Five (more) Ways to Change Your Food Supply

Yep, it’s Five Things Wednesday again.  Last week, you’ll recall, we discussed ways to get the food you want on your local supermarket shelves.  If that didn’t work for you, or if you’re feeling brave enough to move beyond the supermarket, here are five ways to get closer to to where your food originates (without having to actually farm).

1.)  The CSA.  No, not the Confederate States of America, Community Supported Agriculture.
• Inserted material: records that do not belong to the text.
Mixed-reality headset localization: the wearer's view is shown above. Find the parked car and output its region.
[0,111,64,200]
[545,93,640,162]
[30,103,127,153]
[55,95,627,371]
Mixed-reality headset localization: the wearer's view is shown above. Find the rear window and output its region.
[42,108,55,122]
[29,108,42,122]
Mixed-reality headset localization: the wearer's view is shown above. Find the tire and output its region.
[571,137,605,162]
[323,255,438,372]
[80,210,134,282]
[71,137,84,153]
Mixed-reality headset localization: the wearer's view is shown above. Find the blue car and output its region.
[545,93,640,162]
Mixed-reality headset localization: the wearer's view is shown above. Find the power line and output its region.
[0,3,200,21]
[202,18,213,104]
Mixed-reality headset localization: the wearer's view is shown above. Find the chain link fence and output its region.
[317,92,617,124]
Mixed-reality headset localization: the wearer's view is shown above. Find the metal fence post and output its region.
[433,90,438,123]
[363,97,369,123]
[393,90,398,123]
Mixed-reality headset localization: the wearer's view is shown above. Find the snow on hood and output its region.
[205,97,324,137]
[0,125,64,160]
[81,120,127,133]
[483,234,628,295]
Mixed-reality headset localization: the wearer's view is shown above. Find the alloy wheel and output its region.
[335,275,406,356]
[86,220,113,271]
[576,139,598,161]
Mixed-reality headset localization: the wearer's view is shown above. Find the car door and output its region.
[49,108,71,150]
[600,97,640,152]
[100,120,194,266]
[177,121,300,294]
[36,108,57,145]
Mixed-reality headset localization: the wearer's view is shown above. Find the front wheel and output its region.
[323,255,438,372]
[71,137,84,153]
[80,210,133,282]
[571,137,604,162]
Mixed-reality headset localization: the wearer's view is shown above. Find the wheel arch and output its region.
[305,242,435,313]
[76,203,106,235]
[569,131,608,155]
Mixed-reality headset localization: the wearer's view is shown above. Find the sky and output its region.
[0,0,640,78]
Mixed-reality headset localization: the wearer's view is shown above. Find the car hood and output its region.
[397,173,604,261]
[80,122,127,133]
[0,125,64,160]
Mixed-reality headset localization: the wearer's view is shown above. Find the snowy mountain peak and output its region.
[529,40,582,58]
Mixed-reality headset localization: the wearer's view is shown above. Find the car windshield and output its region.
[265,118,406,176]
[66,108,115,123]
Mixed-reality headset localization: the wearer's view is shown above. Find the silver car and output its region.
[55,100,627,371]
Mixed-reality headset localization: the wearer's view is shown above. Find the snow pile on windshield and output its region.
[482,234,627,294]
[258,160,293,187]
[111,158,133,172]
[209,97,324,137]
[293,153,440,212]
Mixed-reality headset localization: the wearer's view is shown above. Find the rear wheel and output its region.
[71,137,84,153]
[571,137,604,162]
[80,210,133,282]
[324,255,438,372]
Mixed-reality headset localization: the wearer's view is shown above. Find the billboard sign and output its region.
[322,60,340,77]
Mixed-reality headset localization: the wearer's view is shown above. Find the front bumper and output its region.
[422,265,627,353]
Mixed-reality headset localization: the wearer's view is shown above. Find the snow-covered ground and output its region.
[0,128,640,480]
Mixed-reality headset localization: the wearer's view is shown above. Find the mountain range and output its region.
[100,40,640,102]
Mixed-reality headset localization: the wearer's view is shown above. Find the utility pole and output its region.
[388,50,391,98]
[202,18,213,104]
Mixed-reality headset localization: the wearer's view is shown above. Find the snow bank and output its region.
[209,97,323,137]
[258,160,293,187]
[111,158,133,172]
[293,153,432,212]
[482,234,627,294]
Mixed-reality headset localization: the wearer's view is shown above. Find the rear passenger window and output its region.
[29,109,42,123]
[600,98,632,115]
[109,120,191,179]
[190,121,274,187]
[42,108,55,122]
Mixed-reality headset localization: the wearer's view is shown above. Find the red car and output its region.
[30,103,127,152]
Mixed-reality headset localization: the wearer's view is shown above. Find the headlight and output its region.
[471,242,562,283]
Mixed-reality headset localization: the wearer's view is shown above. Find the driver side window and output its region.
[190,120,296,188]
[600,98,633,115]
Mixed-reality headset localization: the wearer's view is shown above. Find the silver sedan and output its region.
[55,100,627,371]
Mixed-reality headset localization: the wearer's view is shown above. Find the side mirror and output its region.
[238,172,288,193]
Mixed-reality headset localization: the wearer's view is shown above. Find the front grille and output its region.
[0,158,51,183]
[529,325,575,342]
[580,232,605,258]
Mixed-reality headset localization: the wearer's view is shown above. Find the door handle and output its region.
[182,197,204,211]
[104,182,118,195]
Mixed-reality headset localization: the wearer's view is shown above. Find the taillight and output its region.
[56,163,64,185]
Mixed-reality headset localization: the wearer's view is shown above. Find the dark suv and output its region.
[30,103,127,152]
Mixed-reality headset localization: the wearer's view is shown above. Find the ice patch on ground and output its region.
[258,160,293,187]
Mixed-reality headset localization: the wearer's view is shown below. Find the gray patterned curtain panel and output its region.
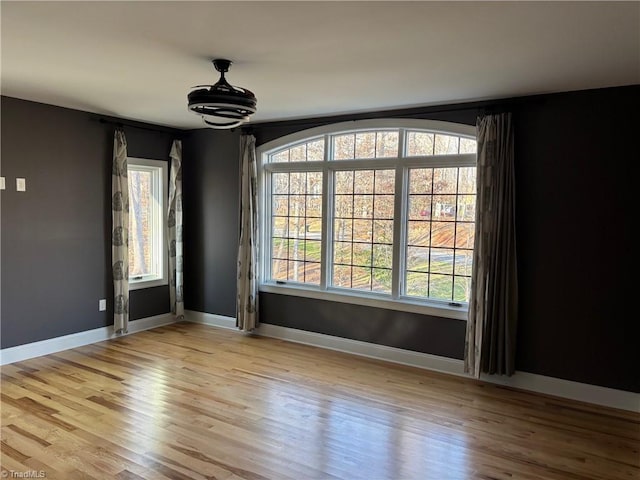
[167,140,184,318]
[111,129,129,334]
[236,135,258,332]
[464,113,518,377]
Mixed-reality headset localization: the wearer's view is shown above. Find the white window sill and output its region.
[260,283,468,321]
[129,278,169,291]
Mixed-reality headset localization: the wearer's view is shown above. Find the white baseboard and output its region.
[185,311,640,412]
[0,313,176,365]
[480,372,640,413]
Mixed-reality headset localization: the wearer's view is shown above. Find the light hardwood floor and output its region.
[0,323,640,480]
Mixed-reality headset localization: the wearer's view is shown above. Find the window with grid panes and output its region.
[259,120,476,318]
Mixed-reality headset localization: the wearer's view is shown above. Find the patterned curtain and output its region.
[111,129,129,334]
[464,113,518,377]
[167,140,184,318]
[236,135,258,332]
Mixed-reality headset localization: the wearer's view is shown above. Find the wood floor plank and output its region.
[0,323,640,480]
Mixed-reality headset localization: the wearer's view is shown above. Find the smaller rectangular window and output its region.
[127,158,168,290]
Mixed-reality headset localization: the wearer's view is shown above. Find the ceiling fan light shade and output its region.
[187,59,257,129]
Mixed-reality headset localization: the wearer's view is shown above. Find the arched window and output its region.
[258,119,476,318]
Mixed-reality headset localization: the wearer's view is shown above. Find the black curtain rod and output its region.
[98,118,184,135]
[241,98,519,134]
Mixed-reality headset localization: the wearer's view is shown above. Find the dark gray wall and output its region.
[0,97,179,348]
[226,86,640,392]
[260,293,467,359]
[182,129,240,317]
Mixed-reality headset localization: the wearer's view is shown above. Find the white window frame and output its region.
[127,157,169,290]
[256,119,476,320]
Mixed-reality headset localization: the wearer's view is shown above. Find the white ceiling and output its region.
[0,0,640,128]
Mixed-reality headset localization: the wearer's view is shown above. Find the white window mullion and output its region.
[320,168,333,290]
[391,166,407,299]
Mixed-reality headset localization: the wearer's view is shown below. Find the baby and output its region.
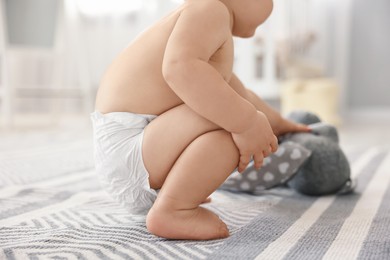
[91,0,308,239]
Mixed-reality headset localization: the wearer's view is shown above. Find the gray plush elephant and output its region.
[221,111,356,196]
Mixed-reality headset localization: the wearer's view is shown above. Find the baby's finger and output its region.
[238,155,251,173]
[270,135,279,153]
[253,152,264,169]
[263,145,272,158]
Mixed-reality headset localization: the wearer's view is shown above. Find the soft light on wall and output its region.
[76,0,143,16]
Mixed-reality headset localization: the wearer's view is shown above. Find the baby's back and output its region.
[96,1,233,115]
[96,9,185,115]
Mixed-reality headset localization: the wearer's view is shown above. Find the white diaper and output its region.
[91,112,157,215]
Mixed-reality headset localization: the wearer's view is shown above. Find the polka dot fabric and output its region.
[221,142,311,192]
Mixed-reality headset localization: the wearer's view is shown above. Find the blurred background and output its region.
[0,0,390,133]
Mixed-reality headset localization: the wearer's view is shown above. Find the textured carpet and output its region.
[0,131,390,259]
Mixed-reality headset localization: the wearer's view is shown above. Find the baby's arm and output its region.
[163,1,277,170]
[229,75,310,136]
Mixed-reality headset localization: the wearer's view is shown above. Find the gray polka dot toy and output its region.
[221,111,356,195]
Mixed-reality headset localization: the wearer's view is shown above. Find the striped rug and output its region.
[0,129,390,259]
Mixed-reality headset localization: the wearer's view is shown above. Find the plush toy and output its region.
[221,111,356,195]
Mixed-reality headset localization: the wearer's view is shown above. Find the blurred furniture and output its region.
[281,78,340,125]
[0,1,12,125]
[0,0,93,128]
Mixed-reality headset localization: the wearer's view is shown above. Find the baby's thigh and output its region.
[142,104,220,189]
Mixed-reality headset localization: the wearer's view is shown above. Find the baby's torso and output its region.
[96,2,233,115]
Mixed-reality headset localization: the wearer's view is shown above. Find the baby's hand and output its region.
[232,112,278,172]
[273,118,311,136]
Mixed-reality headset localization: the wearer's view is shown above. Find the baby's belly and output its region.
[97,85,183,115]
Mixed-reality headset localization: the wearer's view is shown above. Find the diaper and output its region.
[91,111,157,215]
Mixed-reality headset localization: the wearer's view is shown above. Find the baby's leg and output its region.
[143,106,239,239]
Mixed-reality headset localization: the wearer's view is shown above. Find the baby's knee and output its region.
[203,130,240,167]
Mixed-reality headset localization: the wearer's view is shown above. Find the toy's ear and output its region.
[310,122,339,143]
[287,110,321,125]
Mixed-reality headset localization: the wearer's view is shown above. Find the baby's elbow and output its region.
[162,59,183,84]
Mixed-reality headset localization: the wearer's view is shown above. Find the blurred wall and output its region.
[5,0,58,47]
[5,0,390,115]
[347,0,390,110]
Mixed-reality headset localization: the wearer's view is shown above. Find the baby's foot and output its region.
[146,203,229,240]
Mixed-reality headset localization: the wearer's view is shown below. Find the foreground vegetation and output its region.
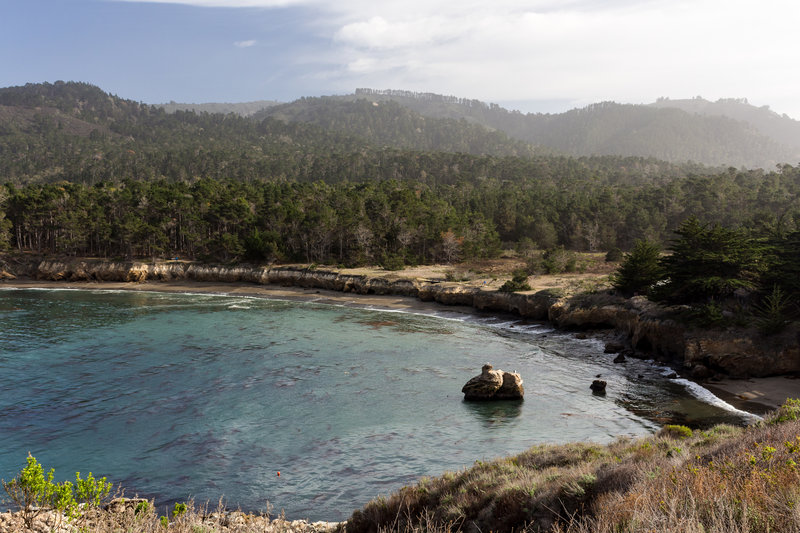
[6,400,800,533]
[346,400,800,533]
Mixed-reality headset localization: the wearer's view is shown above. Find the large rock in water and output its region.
[461,363,525,400]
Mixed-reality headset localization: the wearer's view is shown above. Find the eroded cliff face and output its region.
[548,295,800,379]
[0,260,800,378]
[25,260,558,320]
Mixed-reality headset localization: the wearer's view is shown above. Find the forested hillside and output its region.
[254,98,535,156]
[650,97,800,151]
[352,89,800,168]
[0,82,800,266]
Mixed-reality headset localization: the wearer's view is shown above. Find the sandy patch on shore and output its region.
[0,276,800,415]
[702,376,800,414]
[0,280,476,314]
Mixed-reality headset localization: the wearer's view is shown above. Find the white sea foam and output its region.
[674,378,761,421]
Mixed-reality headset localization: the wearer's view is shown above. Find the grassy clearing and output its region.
[345,401,800,533]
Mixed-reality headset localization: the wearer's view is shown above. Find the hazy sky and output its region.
[0,0,800,119]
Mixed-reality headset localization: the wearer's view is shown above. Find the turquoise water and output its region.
[0,290,746,520]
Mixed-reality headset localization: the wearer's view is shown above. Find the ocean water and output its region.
[0,289,750,520]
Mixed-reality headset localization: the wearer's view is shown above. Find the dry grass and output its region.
[0,501,336,533]
[346,404,800,533]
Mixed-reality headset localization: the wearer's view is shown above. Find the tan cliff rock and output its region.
[0,260,800,379]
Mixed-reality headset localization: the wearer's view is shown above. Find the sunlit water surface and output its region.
[0,290,746,520]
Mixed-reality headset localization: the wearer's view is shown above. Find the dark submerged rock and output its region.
[589,379,607,393]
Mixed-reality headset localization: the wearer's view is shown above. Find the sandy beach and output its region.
[0,279,800,415]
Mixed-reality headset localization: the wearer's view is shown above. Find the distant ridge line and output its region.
[355,88,500,109]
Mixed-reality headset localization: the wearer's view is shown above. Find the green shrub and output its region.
[754,285,792,335]
[2,453,77,529]
[611,240,664,296]
[606,246,625,263]
[75,472,111,507]
[541,246,578,274]
[769,398,800,424]
[172,503,187,517]
[498,269,531,292]
[658,424,693,440]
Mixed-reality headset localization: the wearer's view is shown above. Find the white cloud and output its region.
[111,0,800,117]
[112,0,311,8]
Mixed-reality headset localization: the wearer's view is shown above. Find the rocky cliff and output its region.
[6,260,800,379]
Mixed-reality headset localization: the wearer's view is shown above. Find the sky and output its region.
[0,0,800,119]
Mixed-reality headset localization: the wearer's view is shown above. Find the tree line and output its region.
[0,162,800,265]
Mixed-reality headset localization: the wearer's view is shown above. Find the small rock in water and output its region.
[461,363,525,400]
[589,379,607,393]
[603,342,625,353]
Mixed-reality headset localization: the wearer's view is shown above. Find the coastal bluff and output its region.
[0,258,800,379]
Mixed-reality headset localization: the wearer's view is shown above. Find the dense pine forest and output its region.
[0,82,800,284]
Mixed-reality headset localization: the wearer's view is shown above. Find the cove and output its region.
[0,289,748,520]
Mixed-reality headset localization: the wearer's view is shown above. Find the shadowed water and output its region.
[0,290,747,520]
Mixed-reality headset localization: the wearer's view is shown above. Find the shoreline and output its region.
[0,278,800,416]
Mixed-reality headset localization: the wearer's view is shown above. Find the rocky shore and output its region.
[0,258,800,408]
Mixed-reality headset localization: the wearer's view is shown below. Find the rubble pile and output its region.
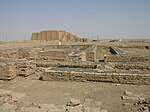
[121,91,150,112]
[0,89,108,112]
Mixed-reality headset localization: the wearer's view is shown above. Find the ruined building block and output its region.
[0,61,16,80]
[31,30,80,41]
[16,60,35,77]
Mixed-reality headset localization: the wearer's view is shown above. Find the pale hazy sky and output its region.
[0,0,150,40]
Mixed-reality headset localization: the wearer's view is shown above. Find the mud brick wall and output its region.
[109,63,150,70]
[36,62,97,68]
[36,56,72,62]
[16,61,36,77]
[31,30,80,41]
[38,51,69,58]
[85,45,97,62]
[42,70,150,85]
[104,55,150,62]
[0,63,16,80]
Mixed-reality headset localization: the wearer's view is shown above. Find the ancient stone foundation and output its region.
[31,30,80,42]
[0,41,150,84]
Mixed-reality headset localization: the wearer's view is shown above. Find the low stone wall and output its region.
[104,55,150,62]
[41,70,150,85]
[109,63,150,70]
[35,62,97,68]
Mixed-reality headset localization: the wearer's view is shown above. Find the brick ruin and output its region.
[31,30,83,42]
[0,44,150,85]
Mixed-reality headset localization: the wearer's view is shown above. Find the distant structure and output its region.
[31,30,81,42]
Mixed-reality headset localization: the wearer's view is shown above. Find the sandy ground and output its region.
[0,77,150,112]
Basically, you contract with a local farm (or group of farms) to pre-pay for a share of their crop.  No, that does not make either you or them a sharecropper.  It means that whatever comes out of the ground every week during growing season gets delivered to you (or you go pick up at a designated location).

2.)  Co-Op.  Community Owned Market.  A funky little grocery store (usually) that you get to own a piece of.  Generally a non-profit, your co-op is (or should be) focused on working with local farms, ranches and other food producers – bakers, etc. – to put local food on their shelves at the best possible price.

3.)  Farmers Market.  I’m pretty sure you know what I’m talking about here.  You should be able to find one or more close to you, although they tend to be inconvenient in that you have to show up on the one or two days a week they are open, and you’ll have to figure out the rhythm of your favorite vendors to figure out when they are most likely to be there and ready to do business.  By the way, farmers markets are often “drop points” for CSA’s.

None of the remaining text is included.